Which is better for massively parallel computing, a GPU accelerator board from NVidia, or Intel’s new Xeon Phi? On the eve of NVidia’s GPU Technology Conference comes a paper which Intel will enjoy. Erik Sauley, Kamer Kayay, and Umit V. C atalyurek from the Ohio State University have issued a paper with performance comparisons between Xeon Phi, NVIDIA Tesla C2050 and NVIDIA Tesla K20. The K20 has 2,496 CUDA cores, versus a mere 61 processor cores on the Xeon Phi, yet on the particular calculations under test the researchers got generally better performance from Xeon Phi.
In the case of sparse-matrix vector multiplication (SpMV):
For GPU architectures, the K20 card is typically faster than the C2050 card. It performs better for 18 of the 22 instances. It obtains between 4.9 and 13.2GFlop/s and the highest performance on 9 of the instances. Xeon Phi reaches the highest performance on 12 of the instances and it is the only architecture which can obtain more than 15GFlop/s.
and in the case of sparse-matrix matrix multiplication (SpMM):
The K20 GPU is often more than twice faster than C2050, which is much better compared with their relative performances in SpMV. The Xeon Phi coprocessor gets the best performance in 14 instances where this number is 5 and 3 for the CPU and GPU configurations, respectively. Intel Xeon Phi is the only architecture which achieves more than 100GFlop/s.
Note that this is a limited test, and that the authors note that SpMV computation is known to be a difficult case for GPU computing:
the irregularity and sparsity of SpMV-like kernels create several problems for these architectures.
They also note that memory latency is the biggest factor slowing performance:
At last, for most instances, the SpMV kernel appears to be memory latency bound rather than memory bandwidth bound
It is difficult to compare like with like. The Xeon Phi implementation uses OpenMP, whereas the GPU implementation uses CuSparse. I would also be interested to know whether as much effort was made to optimise for the GPU as for the Xeon Phi.
Still, this is a real-world test that, if nothing else, demonstrates that in the right circumstances the smaller number of cores in a Xeon Phi do not prevent it comparing favourably against a GPU accelerator:
When compared with cutting-edge processors and accelerators, its SpMV, and especially SpMM, performance are superior thanks to its wide registers and vectorization capabilities. We believe that Xeon Phi will gain more interest in HPC community in the near future.

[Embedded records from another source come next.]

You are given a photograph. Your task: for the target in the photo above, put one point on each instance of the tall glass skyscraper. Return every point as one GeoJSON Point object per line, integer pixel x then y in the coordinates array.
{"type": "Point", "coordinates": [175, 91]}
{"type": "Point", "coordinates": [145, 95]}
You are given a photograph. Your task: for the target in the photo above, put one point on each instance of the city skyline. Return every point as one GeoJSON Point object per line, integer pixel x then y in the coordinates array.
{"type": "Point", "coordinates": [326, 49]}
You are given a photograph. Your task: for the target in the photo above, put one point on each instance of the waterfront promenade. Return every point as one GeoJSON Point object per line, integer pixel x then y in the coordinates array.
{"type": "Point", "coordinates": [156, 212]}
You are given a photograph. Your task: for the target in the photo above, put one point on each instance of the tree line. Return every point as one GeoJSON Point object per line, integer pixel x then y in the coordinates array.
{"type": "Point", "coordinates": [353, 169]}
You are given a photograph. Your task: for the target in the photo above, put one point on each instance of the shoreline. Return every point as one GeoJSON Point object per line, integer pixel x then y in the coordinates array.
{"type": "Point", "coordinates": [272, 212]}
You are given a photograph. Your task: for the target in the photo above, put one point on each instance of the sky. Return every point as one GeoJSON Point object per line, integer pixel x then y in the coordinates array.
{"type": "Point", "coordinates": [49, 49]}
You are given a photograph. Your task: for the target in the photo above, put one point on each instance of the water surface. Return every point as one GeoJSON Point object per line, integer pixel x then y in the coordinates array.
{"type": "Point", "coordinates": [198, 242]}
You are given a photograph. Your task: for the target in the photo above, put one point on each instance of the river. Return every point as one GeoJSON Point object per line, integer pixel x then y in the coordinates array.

I first became aware of NVIDIA’s propaganda war against Intel at the 2012 GPU Technology conference in Beijing. CEO Jen-Hsun Huang stated that CPUs are remarkably inefficient for multicore processing:
The CPU is fast and is terrific at single-threaded performance, but because so much of the electronics inside the CPU is dedicated to out of order execution, branch prediction, speculative execution, all of the technology that has gone into sustaining instruction throughput and making the CPU faster at single-threaded applications, the electronics necessary to enable it to do that has grown tremendously. With four cores, in order to execute an operation, a floating point add or a floating point multiply, 50 times more energy is dedicated to the scheduling of that operation than the operation itself. If you look at the silicone of a CPU, the floating point unit is only a few percentage of the overall die, and it is consistent with the usage of the energy to sequence, to schedule the instructions running complicated programs.

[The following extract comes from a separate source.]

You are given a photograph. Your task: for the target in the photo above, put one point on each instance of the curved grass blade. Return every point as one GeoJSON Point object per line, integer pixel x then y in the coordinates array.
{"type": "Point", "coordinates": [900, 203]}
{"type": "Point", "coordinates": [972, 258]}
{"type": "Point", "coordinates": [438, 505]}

That figure of 50 times surprised me, and I asked Intel’s James Reinders for a comment. He was quick to respond, noting that:
50X is ridiculous if it encourages you to believe that there is an alternative which is 50X better. The argument he makes, for a power-efficient approach for parallel processing, is worth about 2X (give or take a little). The best example of this, it turns out, is the Intel MIC [Many Integrated Core] architecture.
Reinders went on to say:
Knights Corner is superior to any GPGPU type solution for two reasons: (1) we don’t have the extra power-sucking silicon wasted on graphics functionality when all we want to do is compute in a power efficient manner, and (2) we can dedicate our design to being highly programmable because we aren’t a GPU (we’re an x86 core – a Pentium-like core for “in order” power efficiency). These two turn out to be substantial advantages that the Intel MIC architecture has over GPGPU solutions that will allow it to have the power efficiency we all want for highly parallel workloads, but able to run an enormous volume of code that will never run on GPGPUs (and every algorithm that can run on GPGPUs will certainly be able to run on a MIC co-processor).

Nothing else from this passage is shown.